I've put some notes on various discrete global grid systems in a repo on GitHub: RDF and discrete global grid systems.

Ozymandias meets Wikipedia, with notes on natural language generation

I've tweaked Ozymandias to now include short natural language summaries (snippets) for various taxa. This makes the output a little more friendly and informative. For example, here's a snippet from the page on Cephalodesmius, a dung beetle that makes its own dung.


These snippets come from Wikipedia, well actually, from the DBpedia project.

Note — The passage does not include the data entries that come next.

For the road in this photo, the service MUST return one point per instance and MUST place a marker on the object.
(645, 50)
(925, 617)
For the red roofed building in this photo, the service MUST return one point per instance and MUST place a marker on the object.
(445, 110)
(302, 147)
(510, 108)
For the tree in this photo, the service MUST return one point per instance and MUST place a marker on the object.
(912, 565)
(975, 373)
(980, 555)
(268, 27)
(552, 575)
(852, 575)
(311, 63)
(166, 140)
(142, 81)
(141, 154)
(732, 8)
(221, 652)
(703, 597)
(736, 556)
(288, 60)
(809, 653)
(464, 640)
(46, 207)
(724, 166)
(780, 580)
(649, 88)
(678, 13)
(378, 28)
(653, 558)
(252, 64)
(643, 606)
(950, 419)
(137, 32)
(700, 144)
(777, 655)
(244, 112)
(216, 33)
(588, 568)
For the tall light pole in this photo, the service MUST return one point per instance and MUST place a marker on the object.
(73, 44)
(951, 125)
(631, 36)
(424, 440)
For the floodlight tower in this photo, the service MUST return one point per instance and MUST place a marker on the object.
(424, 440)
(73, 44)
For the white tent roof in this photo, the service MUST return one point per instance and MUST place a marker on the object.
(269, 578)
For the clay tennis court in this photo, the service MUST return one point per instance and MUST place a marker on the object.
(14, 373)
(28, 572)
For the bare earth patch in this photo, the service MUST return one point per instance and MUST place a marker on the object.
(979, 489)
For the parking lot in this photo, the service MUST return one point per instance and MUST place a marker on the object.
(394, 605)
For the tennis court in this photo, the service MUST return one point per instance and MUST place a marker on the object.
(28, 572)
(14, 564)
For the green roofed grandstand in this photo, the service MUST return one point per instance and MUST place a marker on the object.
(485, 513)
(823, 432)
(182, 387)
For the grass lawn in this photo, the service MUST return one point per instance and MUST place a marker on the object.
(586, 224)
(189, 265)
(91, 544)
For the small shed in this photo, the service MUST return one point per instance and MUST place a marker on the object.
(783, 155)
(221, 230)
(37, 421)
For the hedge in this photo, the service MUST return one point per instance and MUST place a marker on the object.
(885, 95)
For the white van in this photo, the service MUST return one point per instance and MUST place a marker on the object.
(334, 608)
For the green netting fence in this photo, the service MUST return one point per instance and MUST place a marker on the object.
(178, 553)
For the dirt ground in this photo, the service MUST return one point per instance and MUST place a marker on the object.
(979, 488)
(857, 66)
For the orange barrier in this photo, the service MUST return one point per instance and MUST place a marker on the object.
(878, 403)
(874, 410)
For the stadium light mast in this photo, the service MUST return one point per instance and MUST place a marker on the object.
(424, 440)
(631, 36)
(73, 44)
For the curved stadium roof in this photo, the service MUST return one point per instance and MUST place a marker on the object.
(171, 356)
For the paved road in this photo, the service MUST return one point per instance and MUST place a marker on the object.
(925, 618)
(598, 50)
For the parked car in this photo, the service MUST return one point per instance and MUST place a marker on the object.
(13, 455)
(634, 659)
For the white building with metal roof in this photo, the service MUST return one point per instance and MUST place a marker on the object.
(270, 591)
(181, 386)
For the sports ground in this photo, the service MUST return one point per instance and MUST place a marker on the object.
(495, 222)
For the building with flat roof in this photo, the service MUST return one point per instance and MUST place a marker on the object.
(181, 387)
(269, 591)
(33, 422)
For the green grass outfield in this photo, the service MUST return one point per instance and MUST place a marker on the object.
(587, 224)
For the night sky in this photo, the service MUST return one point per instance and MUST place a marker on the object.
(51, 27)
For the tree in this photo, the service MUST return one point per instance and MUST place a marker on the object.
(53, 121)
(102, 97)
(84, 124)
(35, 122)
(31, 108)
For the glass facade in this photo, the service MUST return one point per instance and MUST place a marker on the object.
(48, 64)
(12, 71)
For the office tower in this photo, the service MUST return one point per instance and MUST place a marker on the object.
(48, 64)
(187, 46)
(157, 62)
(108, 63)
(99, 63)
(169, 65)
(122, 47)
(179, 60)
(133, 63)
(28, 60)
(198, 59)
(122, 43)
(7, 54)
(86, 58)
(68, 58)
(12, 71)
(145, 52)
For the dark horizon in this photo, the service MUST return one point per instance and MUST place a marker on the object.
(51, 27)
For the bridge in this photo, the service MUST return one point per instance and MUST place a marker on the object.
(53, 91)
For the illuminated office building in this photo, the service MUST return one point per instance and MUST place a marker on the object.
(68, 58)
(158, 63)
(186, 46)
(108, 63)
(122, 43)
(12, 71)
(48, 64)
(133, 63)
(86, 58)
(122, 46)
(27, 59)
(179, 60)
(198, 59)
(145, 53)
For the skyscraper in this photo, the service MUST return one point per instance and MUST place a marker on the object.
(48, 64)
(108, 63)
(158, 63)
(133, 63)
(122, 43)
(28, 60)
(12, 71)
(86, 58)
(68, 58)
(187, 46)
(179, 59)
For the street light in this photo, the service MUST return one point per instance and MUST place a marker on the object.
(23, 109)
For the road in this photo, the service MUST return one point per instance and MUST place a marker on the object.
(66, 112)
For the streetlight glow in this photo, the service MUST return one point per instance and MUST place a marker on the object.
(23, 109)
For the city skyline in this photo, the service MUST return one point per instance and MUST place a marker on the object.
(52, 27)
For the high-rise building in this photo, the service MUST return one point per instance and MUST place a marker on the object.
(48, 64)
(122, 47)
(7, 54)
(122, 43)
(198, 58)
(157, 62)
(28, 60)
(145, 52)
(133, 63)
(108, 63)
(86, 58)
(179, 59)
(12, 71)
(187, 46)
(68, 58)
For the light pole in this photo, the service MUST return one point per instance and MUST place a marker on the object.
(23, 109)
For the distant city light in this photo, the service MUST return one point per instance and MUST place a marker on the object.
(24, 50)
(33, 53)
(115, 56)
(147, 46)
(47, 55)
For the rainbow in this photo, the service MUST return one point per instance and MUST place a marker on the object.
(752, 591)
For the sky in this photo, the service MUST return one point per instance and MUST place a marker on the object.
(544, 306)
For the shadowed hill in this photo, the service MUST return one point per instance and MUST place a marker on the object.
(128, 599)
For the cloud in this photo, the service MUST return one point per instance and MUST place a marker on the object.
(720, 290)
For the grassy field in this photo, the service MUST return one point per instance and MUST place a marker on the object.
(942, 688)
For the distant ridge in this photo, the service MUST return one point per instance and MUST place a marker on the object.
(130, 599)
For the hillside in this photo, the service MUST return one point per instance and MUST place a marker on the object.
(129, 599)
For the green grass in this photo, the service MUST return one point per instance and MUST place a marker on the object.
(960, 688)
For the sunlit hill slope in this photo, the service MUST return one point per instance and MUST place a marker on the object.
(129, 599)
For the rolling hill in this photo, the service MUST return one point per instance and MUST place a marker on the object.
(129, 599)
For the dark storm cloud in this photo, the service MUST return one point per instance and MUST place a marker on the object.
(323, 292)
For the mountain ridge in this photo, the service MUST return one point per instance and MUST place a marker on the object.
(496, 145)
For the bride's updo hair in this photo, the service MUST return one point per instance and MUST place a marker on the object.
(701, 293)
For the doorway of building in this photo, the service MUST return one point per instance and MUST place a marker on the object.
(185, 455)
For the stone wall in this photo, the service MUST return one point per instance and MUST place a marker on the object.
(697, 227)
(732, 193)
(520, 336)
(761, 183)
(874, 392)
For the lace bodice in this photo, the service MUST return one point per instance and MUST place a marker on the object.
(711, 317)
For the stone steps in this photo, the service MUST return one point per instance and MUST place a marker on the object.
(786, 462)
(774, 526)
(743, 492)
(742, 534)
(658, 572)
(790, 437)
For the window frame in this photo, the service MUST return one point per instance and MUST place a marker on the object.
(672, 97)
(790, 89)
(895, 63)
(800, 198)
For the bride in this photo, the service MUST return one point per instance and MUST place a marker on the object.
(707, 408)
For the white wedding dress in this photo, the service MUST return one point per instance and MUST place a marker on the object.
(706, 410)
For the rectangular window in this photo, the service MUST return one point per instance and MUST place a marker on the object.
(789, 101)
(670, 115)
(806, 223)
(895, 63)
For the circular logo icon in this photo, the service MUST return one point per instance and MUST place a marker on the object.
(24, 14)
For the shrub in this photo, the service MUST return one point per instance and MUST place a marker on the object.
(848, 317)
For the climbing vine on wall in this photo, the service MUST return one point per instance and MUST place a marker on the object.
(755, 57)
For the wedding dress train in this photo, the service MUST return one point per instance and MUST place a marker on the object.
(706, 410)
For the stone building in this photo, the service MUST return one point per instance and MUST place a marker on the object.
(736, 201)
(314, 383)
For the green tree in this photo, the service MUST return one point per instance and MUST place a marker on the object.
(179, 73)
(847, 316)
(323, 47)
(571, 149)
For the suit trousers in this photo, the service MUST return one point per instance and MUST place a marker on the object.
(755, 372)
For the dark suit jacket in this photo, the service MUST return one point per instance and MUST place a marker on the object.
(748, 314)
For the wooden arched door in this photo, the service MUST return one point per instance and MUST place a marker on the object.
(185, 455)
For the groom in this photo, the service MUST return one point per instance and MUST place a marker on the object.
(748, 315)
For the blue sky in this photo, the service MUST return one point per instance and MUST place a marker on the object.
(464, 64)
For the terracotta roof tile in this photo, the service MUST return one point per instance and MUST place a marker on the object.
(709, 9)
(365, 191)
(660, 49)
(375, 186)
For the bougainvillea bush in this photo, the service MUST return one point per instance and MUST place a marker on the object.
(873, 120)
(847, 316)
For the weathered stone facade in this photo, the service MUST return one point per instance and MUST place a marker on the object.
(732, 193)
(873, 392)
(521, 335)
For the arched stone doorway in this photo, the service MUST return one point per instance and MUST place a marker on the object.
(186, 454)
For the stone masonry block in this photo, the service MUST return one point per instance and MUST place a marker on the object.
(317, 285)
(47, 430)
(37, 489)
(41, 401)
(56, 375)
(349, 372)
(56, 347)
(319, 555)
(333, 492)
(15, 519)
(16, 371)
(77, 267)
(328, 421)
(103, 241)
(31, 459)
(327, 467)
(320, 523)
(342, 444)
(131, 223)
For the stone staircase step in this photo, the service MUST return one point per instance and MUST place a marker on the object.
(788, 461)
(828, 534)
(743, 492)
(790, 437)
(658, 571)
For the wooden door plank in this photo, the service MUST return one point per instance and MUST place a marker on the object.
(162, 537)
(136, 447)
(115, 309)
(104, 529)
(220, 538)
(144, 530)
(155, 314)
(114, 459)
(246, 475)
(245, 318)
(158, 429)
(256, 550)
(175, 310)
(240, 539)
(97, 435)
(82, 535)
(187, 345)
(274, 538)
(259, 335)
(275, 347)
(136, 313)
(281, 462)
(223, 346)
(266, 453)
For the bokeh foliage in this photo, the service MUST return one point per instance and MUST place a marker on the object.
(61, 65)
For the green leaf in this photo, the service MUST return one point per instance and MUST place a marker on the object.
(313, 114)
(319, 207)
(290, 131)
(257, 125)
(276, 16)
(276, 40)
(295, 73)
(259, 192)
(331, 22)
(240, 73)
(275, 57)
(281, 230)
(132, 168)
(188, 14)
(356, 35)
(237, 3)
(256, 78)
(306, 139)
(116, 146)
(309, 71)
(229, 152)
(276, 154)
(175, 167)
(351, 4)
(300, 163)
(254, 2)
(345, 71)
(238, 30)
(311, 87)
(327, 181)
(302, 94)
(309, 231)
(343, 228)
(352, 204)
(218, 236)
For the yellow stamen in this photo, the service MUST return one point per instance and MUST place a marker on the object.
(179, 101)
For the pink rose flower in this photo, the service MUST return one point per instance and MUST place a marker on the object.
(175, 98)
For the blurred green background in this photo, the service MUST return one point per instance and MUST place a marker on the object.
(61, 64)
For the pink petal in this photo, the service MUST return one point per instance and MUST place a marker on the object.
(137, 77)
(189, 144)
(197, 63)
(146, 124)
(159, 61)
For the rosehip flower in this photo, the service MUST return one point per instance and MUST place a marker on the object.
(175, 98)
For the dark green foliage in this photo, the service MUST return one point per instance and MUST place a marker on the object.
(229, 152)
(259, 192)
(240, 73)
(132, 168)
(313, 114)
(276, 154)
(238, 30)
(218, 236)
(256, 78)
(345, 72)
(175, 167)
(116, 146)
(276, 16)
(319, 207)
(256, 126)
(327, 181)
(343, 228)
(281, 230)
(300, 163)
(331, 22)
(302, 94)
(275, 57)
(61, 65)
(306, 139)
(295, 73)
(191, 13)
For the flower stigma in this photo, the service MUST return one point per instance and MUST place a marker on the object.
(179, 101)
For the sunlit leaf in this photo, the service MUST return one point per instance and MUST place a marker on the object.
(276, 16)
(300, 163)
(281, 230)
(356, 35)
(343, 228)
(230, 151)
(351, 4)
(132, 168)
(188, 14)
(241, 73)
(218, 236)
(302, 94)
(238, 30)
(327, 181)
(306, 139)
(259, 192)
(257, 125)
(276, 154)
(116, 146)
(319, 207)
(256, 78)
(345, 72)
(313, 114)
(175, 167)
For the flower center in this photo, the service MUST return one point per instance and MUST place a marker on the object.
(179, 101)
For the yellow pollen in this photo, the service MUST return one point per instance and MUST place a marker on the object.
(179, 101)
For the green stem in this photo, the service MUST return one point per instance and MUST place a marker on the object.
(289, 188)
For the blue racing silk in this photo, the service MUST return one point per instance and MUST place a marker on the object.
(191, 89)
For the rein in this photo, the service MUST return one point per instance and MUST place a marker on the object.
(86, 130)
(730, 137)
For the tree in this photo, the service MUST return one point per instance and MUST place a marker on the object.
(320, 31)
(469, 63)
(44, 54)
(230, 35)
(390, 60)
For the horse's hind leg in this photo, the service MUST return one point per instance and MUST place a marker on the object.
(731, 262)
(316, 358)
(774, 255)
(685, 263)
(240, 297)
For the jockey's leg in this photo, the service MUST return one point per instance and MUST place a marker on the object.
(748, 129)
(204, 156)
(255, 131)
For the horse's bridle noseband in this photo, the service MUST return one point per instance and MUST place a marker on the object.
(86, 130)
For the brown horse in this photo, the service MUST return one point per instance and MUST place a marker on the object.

Behind the scenes I have a script that takes the GBIF taxon id for an ALA taxon (if it exists), queries Wikidata for the corresponding taxon and any associate identifiers of interest, and if there's a link to an English language Wikipedia page I do a quick SPARQL query to DBpedia to retrieve the snippet of text. At some point all of this could be sped up by adding the relevant data to the triple store and doing the query locally but for now it works well enough.

Of course, many snippets are little more than stubs, e.g. the snippet for another dung beetle genus Diorygopyx doesn't tell us much more than we can get from the information already displayed.



But having a text summary still seems worthwhile, which raises the question of what to do when Wikipedia doesn't know anything about a taxon? Obviously, we could start editing Wikipedia to flesh out its content, but that will take a while to filter into databases such as DBpedia. Another approach is to generate snippets from the triple store itself, in other words, generate natural language summaries from structured data. For example, we could generate summaries such as "Diorygopyx is a genus of Scarabaeidae or scarab beetles in the superfamily Scarabaeoidea" fairly easily from knowing the taxonomic hierarchy and a few common names. But we could also do more. In browsing Ozymandias I'm struck at times by how much our knowledge of one taxon depends on a major piece of taxonomic work, often done some time ago. For example, The Australian Crickets (Orthoptera: Gryllidae). Academy of Natural Sciences of Philadelphia, Monograph 22 by Otte and Alexander (1983) is a monumental taxonomic monograph, and many Australian cricket genera had most (or all) of their species described in that work. Imagine having a snippet that mentioned that (e.g., "Most species in this genus were described in 1983, no species have been discovered since."). That would give the reader some useful information, and perhaps also prompt them to ask "so, why haven't any more species been described?".

I think there's scope here to make the output from triple stores (and other databases) more approachable using natural language generation. This is obviously a big area, and there are some very sophisticated approaches for outputting very natural language (think chatbots), perhaps the most striking example of which is Google Duplex.


But we don't need quite this level of sophistication, something using much simpler techniques (e.g., nalgene-js) would probably be enough. Armed with some basic facts from the triple store, and some simple templates, we could probably generate some useful text snippets for many taxa in Ozymandias, and indeed for other entities. For example, David Shorthouse is outputting simple text summaries of the contribution of taxonomists to specimen collection and identification:

Imagine extending this to take into account publications, geography, etc. I think there's lots of scope here for moving beyond just displaying data and trying to generate human-friendly summaries of data.